Oración que confía
- Rvdo. Alberto J. Díaz Rivera
- 21 jun
- 2 Min. de lectura
Santiago 5: 13–16

Desde sus inicios la iglesia ha reconocido la importancia de la oración. Principalmente porque Jesús la demostró como una práctica central de su espiritualidad. Amparado en ese testimonio, la iglesia fomentó la oración como una disciplina espiritual. No son pocas las referencias bíblicas que nos hablan acerca de la oración. El autor de la carta de Santiago nos presenta tal práctica como una vía para alcanzar la sabiduría espiritual y para enfrentar las adversidades. Pareciera que Santiago entendía que la vida del creyente en Jesús no es siempre de victoria, pues —como expresara el salmista— “muchas son las aflicciones del justo”. Para Santiago, la oración es el don divino por el cual el creyente puede afirmar su fe a pesar de las dificultades.
Los primeros cristianos entendían las enfermedades como parte de las adversidades que tenían que enfrentar. Además, reconocían que ellas, además de afligir el cuerpo, podían llegar a afectar la fe.

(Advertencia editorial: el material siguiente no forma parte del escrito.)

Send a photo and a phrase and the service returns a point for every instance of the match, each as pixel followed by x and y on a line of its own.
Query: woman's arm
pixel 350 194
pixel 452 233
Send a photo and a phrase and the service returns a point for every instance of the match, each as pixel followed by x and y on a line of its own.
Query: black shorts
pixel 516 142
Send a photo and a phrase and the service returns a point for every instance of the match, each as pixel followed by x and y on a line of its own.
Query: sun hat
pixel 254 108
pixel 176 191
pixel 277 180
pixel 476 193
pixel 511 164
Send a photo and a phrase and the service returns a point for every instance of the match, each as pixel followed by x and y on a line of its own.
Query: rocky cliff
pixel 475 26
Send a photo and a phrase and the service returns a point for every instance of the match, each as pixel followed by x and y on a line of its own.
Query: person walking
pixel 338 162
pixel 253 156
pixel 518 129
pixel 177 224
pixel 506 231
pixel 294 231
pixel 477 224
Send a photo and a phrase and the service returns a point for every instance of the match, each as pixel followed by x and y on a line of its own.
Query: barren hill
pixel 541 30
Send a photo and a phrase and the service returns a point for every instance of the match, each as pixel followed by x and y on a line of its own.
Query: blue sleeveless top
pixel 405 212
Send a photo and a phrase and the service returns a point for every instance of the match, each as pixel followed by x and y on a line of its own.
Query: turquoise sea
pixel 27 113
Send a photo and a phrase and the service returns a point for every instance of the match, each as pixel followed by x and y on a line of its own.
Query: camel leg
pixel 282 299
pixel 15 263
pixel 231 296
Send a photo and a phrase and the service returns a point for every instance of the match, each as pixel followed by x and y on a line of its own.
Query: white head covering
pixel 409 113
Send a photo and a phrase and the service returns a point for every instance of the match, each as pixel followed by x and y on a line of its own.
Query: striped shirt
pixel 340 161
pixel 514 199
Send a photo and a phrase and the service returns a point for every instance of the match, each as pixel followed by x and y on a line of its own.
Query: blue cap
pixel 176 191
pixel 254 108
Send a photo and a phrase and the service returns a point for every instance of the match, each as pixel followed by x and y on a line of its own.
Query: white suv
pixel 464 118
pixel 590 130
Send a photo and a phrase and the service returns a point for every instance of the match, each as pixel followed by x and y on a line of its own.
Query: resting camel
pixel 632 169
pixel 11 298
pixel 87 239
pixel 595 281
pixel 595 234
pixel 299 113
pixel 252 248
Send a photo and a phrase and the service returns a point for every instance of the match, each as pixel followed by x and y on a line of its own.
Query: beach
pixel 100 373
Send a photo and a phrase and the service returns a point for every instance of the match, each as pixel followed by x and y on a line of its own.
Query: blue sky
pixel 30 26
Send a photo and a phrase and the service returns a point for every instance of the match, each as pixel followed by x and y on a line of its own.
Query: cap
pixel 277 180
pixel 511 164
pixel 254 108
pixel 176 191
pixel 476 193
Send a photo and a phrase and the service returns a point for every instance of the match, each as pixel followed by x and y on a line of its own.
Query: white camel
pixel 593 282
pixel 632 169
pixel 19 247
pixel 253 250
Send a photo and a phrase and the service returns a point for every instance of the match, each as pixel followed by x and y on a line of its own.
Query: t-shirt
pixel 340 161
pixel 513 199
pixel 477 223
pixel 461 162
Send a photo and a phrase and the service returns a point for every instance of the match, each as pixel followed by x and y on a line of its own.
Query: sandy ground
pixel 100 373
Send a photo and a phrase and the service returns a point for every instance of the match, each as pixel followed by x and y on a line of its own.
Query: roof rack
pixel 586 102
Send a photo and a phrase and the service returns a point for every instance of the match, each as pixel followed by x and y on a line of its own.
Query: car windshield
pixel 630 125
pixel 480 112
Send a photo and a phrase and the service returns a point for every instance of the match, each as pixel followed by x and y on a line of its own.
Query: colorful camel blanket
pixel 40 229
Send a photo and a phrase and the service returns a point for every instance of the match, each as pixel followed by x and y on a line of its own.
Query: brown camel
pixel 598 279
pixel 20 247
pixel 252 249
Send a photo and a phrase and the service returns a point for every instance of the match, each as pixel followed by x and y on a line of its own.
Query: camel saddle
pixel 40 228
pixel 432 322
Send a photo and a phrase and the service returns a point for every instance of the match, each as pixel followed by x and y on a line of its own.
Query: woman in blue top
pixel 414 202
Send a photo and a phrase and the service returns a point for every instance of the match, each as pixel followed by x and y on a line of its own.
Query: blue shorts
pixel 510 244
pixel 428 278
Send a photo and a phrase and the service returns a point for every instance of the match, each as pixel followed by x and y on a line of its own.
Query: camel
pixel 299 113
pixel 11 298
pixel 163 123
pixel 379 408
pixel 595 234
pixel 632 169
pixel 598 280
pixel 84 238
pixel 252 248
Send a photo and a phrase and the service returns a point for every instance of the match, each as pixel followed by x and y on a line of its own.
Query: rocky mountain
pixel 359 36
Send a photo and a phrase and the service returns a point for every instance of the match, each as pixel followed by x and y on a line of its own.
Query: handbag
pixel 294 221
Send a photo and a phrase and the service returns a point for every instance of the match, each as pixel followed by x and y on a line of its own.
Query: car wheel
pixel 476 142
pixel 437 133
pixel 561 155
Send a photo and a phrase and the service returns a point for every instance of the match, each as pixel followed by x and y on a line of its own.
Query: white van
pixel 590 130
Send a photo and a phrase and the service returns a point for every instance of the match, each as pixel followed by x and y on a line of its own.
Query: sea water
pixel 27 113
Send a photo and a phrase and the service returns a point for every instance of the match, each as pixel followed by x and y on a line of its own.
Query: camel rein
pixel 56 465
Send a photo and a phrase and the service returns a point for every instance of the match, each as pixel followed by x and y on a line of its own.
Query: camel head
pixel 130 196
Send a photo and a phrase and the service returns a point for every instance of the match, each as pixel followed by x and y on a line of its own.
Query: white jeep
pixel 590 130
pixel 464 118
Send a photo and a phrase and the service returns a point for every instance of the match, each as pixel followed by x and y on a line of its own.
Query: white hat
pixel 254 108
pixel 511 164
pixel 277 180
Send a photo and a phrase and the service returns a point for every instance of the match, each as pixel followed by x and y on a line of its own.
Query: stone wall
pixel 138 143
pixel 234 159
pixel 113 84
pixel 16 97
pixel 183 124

Así pues, el remedio para la aflicción sería la oración, cuyo resultado redundaría en sanidad y fortaleza en su caminar espiritual, y en sus necesidades físicas. La imagen del aceite ejemplifica esto, ya que el mismo era utilizado en la antigüedad como un remedio medicinal. Así pues, ungir a los enfermos con aceite era un recordatorio del poder sanador de Dios. Dicha acción tendría como resultado una sanidad integral, pues, además de ser sanados, serían perdonados.
Para nosotros como iglesia, la oración sigue siendo una práctica sanadora cargada del poder transformador del Señor. Sostenidos en esto, renovamos nuestro compromiso de oración, en particular por aquellos que están enfermos o en algún tipo de adversidad, creyendo en la promesa de que, aunque sean muchas las aflicciones, “de todas ellas nos librará Jehová”. Oremos con la confianza de que Dios obrará en la vida de su pueblo.